The EmailValidator class, specifically, the "protected boolean isValidSymbolicDomain(String domain)" method makes an assumption on the PERL RegEX rules, specifically, that no more than 10 domains/subdomains may be specified in an email address. I.e. an email address of "foo@bar.2.3.4.5.6.7.8.9.com" is valid according to the EmailValidator whereas an email address of "foo@bar.1.2.3.4.5.6.7.8.9.com" causes isValidSymbolicDomain(String) to throw an ArrayIndexOutOfBoundsException because the "domainSegment" local variable is hard-coded to have a length of 10.
Whether or not this is due to a limitation in PERL w.r.t. the maximum number of allowed groupings, I do not know, but the RFC for email addresses does not appear to specify a maximum number. Additionally, although I couldn't find it in the RFC, Wikipedia says that the maximum number of characters for the domain name is 255 - though I am very hesitant to cite/use Wikipedia as an official source...

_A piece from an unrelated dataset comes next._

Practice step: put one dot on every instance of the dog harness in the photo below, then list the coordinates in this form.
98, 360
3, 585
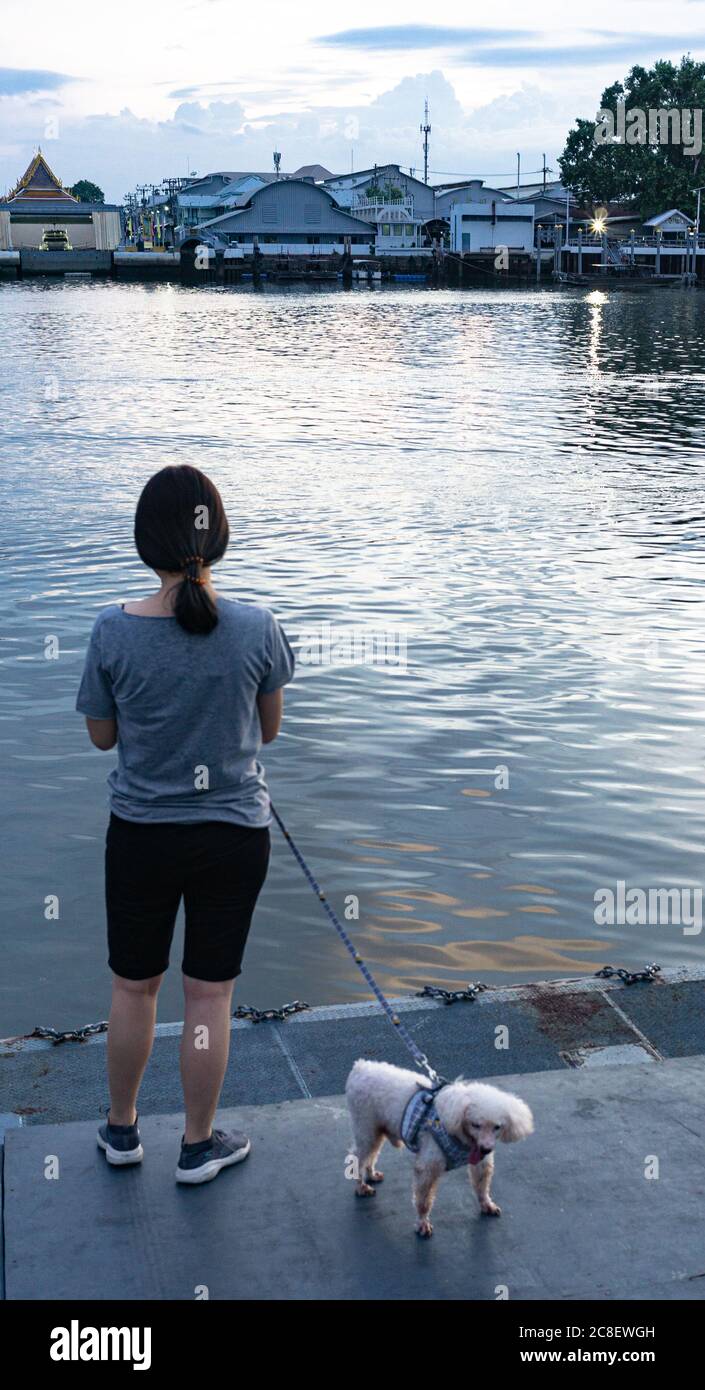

Granted, I've never seen a domain name w/ more than 5 subdomain names, let alone 10, but it seems like it should be supported regardless.
I'd submit a patch, but I wanted to discuss possible courses of action and determine the "right" (or at least acceptable) one. Possible solutions are:
1. check if the counter i in the for loop is > 10 and perform some action that stops the iterative process.
2. if the max number of groupings in PERL RegEX is 10, maybe we shouldn't use RegEX to determine the groupings.
3. if, per the RFC, the max number of domain name groupings is 10, then the code should check for this.
Please let me know if you 1) have an alternative solution and 2) want me to code a/the fix.
VALIDATOR-202.Currently the plan is to refactor the remaining validation routines into the new "routines" package, removing the dependency on Jakarata ORO (using JDK 1.4 built in regular expression support). As part of that I plan on creating a "domain validator" that both the Email and URL validators share. There have been a number of issues that have come up like this that get fixed in one of them but not the other - having a common "domain validator" should resolve this.